10. The method of claim 8, wherein the determining second loss information based on the fused living organism classification result and the labeled living organism category corresponding to the comprehensive training image set, the plurality of sub-living organism classification results and the labeled living organism category corresponding thereto, comprises:

obtaining a fusion living body classification loss based on the fusion living body classification result and the labeled living body category corresponding to the comprehensive training image set;

determining a plurality of sub-living body classification losses based on the plurality of sub-living body classification results and the corresponding labeled living body categories; and

and obtaining the second loss information based on the accumulated sum of the fusion living body classification loss and the plurality of sub living body classification losses.

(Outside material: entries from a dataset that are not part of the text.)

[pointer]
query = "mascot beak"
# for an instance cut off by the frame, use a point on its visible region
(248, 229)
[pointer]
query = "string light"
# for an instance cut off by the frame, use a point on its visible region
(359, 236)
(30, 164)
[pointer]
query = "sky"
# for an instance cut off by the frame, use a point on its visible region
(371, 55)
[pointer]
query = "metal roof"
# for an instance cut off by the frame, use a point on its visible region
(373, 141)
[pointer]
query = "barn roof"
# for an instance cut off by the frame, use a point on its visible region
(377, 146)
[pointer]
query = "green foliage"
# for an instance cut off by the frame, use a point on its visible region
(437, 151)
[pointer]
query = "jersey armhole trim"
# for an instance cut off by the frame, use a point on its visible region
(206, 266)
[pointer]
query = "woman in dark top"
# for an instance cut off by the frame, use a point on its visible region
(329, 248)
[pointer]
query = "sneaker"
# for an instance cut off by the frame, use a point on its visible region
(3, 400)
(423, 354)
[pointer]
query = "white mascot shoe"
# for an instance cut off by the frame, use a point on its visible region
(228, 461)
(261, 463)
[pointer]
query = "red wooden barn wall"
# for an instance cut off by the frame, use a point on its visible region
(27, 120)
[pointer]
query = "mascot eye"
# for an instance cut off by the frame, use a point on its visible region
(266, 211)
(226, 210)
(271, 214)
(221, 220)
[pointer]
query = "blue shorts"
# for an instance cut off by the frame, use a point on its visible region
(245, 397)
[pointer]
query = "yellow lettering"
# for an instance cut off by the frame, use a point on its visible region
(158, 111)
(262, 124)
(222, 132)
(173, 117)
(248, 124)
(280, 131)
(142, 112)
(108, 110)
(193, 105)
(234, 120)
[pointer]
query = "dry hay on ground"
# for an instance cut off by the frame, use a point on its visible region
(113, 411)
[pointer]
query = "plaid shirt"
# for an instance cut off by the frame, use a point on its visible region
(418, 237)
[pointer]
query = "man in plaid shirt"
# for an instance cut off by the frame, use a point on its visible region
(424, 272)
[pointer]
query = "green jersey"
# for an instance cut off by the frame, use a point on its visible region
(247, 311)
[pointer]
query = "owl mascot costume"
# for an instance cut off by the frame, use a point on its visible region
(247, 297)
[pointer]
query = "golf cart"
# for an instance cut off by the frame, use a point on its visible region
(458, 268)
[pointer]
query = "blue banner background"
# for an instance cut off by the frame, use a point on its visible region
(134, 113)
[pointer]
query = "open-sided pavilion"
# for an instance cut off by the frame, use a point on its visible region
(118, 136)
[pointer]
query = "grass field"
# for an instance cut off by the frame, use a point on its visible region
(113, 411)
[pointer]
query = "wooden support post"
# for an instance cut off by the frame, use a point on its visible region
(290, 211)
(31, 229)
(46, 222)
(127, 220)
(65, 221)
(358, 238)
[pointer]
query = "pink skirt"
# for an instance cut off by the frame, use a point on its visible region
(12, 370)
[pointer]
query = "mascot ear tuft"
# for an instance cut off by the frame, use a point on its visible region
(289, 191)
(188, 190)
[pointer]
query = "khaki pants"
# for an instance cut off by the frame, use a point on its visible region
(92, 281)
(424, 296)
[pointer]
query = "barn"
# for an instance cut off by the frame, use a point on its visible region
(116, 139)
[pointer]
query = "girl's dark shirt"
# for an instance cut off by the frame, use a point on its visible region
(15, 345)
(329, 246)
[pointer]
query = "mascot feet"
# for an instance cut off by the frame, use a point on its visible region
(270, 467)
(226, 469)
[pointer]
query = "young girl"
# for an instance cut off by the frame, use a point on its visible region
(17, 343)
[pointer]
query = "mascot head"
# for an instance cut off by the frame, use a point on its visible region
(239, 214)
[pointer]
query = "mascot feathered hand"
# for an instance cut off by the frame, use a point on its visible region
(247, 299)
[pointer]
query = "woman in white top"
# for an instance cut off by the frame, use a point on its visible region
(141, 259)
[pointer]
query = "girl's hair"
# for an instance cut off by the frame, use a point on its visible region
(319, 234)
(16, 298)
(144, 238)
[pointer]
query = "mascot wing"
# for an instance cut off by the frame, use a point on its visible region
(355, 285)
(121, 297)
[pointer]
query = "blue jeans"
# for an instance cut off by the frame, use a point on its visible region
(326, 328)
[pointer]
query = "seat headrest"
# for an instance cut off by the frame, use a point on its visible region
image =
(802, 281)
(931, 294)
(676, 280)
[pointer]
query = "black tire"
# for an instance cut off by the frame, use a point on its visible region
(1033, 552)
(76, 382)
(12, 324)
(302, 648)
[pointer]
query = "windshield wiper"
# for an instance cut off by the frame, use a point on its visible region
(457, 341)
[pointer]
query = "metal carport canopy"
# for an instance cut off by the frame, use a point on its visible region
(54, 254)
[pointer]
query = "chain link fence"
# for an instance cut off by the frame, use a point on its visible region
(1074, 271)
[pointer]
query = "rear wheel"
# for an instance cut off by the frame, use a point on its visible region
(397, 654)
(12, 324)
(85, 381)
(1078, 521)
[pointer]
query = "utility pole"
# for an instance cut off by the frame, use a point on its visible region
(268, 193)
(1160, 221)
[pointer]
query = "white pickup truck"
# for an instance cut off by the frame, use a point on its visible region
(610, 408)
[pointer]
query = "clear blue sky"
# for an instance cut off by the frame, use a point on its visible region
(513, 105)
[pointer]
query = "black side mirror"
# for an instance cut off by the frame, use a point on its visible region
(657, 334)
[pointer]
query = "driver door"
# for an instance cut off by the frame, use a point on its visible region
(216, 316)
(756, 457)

11. A living body detection method, comprising:

acquiring an original image of an object to be detected; and

inputting the original image into a living body detection model to obtain a living body detection result corresponding to the original image, wherein the living body detection model is obtained by training according to the living body detection model training method according to any one of claims 1-10.

12. A biopsy system, comprising:

at least one storage medium storing at least one set of instructions for performing a living organism detection; and

at least one processor communicatively coupled to the at least one storage medium,

wherein, when the biopsy system is running, the at least one processor reads the biopsy model and implements the biopsy method of claim 11, the biopsy model being trained in accordance with the biopsy model training method of any one of claims 1-10.